朝帰りをアンリエッタは認められていたが、流石にいつまでも外で…と言うわけには行かないだろう。
例え着込んでいようとも、服の隙間から入る寒気は冬を感じさせ、外で夜を越せば死んでしまうかも知れない。
それでも二人は街を見下ろせるベンチに座り、噴水の音を聞きながら、延々とその行為を続けていた。
「あ…少し上手くなりましたね…」
「姫様…わかるんですか?」
「ええ…だって…」
唾液で濡れた、薄桃色の唇をなぞった。
「サイトさんで…いっぱいって感じがします…」
「…んっ」
サイトは何度も、唇と唇をふれ合わせた。その一回一回が、深く、長いキス。
例え下手でも、舌を絡めようとすれば絡め返して、唾液を送りこめばコクリと飲み干した。
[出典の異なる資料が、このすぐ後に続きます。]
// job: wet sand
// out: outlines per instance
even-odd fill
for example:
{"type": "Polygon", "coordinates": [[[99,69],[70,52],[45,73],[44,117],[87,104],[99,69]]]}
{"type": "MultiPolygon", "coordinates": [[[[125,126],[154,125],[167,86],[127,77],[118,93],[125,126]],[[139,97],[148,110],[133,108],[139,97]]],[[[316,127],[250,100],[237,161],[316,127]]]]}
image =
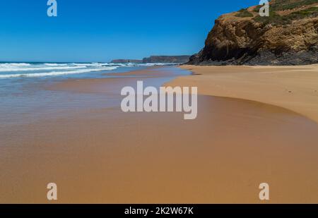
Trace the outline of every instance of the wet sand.
{"type": "MultiPolygon", "coordinates": [[[[45,88],[106,99],[136,80],[45,88]]],[[[0,132],[0,202],[48,202],[54,182],[60,203],[261,203],[258,186],[266,182],[269,202],[317,203],[317,133],[298,114],[232,98],[199,96],[193,121],[88,108],[0,132]]]]}
{"type": "Polygon", "coordinates": [[[167,85],[199,86],[202,95],[273,104],[318,122],[318,65],[181,68],[196,75],[178,78],[167,85]]]}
アンリエッタの懸命な「お返し」に、サイトの方が魅了される。
「…おい…し…」
「まだ…しても?」
「もっと…いいですよ…」
サイトに唇を支配されている事。それがアンリエッタには嬉しかった。
サイトに何もかも捧げたくて、仕方がないのだ。
サイトの片手が、服越しにアンリエッタの胸に触れた。美しい膨らみの形をその手が崩していく。
ガマンできない…
手は、その欲望に応える様にアンリエッタの胸を弄ぶ。
ふいに、突起の部分を布越しに擦ると、アンリエッタの動きが止まった。
「…ふぅっ」
硬さを帯びていくソコを、サイトは何度も弄っていく。
「サ…サイトさん…」
耐えきれず手で押しやり、アンリエッタは距離を離した。
紅くなった頬。
濡れきった唇。
何よりもすぐに反応してしまった胸が、アンリエッタに取っては恥ずかしかった。
服の中ではピンと張ってしまった、その突起をサイトに気づかれている。
「あ…ゴメン」
「もう…」
少し怒った様な表情を見せ、平静に戻ろうとした。しかし、胸の高鳴りと、相手が欲しいという欲望が止まらない。
遠慮がちに呟いた。
「…早く宿を探しましょう…」
「え?」
「私も…その…だんだん我慢できなくなってしまって…早く愛して頂きたいのです…」
「…」
「こ、今宵も存分にお相手して下さいますか?」
「…ええ」
「どうか好きなだけ…よろしくお願いします…」
胸を高鳴らせて、今夜の自分を「お願い」した。